EddyRivasLab / easel

Sequence analysis library used by Eddy/Rivas lab code
Other
46 stars 26 forks source link

primary keys not unique: 'AABF01000026.1/2165-2294' occurs more than once #67

Closed arslan9732 closed 1 year ago

arslan9732 commented 1 year ago

Hi, I'm trying to make an index of Rfam.fa file using the following command: esl-sfetch --index Rfam.fa

but I got this error:

Failed to write keys to ssi file Rfam.fa.ssi:
  primary keys not unique: 'AABF01000026.1/2165-2294' occurs more than once

Can you please help me to resolve this issue?

traviswheeler commented 1 year ago

The error message is telling you that your fasta file contains at least two sequences with the name "AABF01000026.1/2165-2294". Names need to be unique in order for esl-sfetch to be able to index/search the file.
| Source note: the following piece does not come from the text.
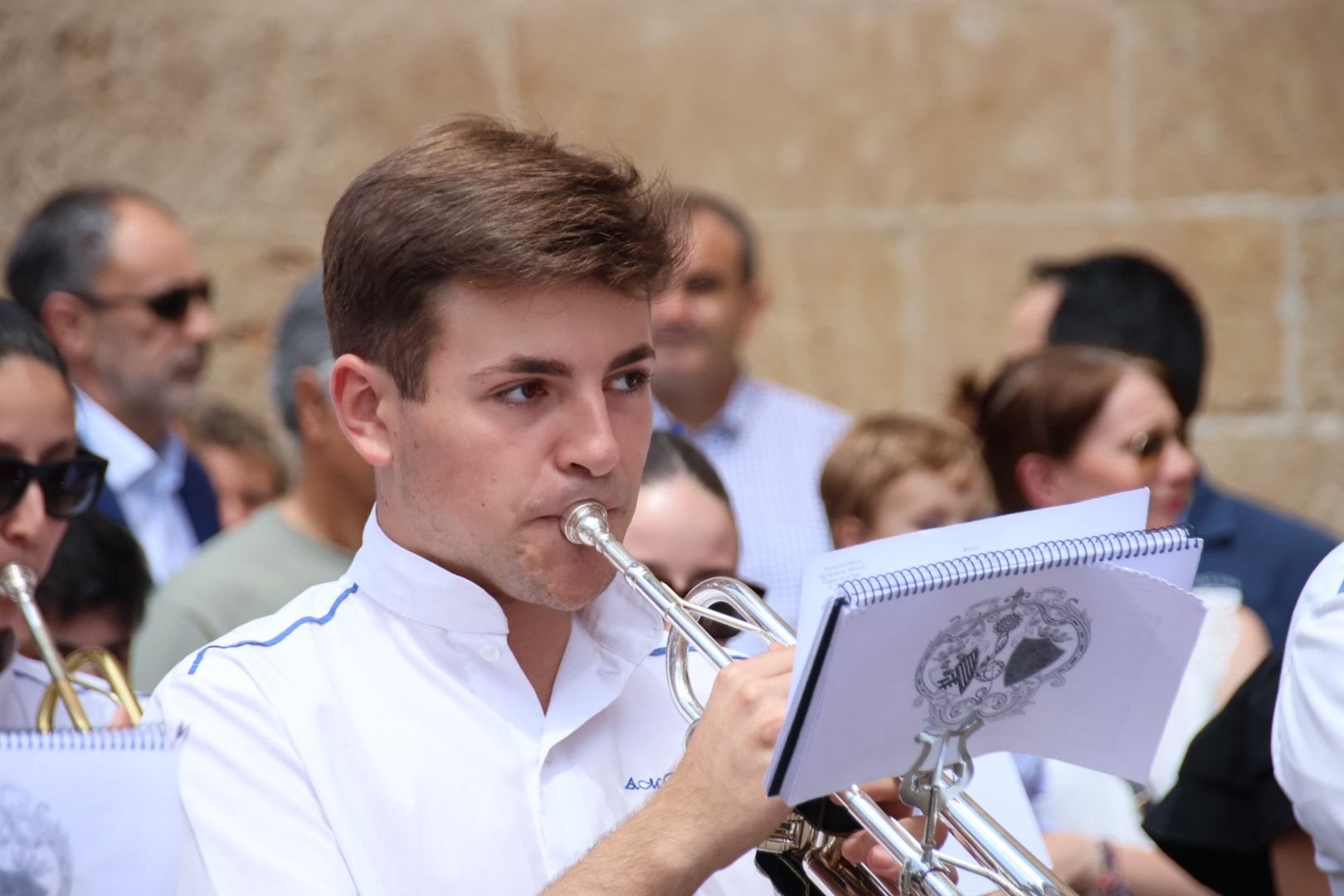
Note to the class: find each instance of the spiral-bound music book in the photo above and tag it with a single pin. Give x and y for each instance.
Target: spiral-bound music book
(89, 813)
(1070, 648)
arslan9732 commented 1 year ago

But I am using the Rfam.fa file from the current release of Rfam. So is Rfam database contains redundant names of the sequences? If yes then there will be the possibility of redundancy with more than one.

traviswheeler commented 1 year ago

Ah - I'll give another quick response, but maybe Eddy lab folks will have a different take:

I can't be sure what's in the file you're trying to search (Rfam.fa).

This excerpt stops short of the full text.